Leverage unstructured data to improve preventive care
The Big Picture
A major US health insurance firm wanted to assess the riskiness of its customers. Traditionally, the company used structured data sources, such as customer demographics, past claims data, and past health details, to predict the likelihood of a customer raising a claim in a specified number of days. The company wanted to augment a structured data approach by leveraging insights from unstructured data to enabled more accurate predictions.
To solve the company’s challenges, a large repository of call center data was used. This was unstructured data in the form of call transcripts. The approach was to use a big data platform and Spark to process the call center data and use Python to develop a model on ‘propensity to claim’ using only the unstructured data.
The output of this model was then used as an input in the model with structured data. The final model was an ensemble of the models of structured data and unstructured data. The enhanced data set was used to build member risk scores. Members were prioritized based on their risk, so the company could provide better and more focused care. The model performed significantly better than the model that used structured data alone.
As a result of the approach, it was found that mining unstructured text added significant value over the structured data analysis techniques alone.

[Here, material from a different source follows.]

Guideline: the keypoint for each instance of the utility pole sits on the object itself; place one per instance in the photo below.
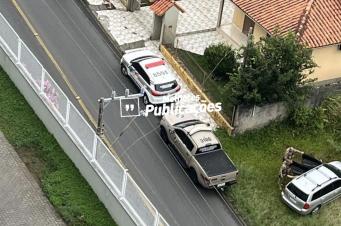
(103, 102)
(100, 124)
(249, 40)
(220, 13)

The ensemble of methods enabled:
- An 11%-point improvement in KS statistic (which assessed ‘goodness of fit’ i.e., how well the statistical model reflected the data) – from 35% up to 46%.
Several key indicators of model performance were also increased:
- A 12%-point increase in the success rate in the top three deciles (lift) – from 63% up to 75%.
- A 10%-point increase in concordance – from 66% to 76%.
- A 4%-point increase in model classification accuracy – from 68% to 72%.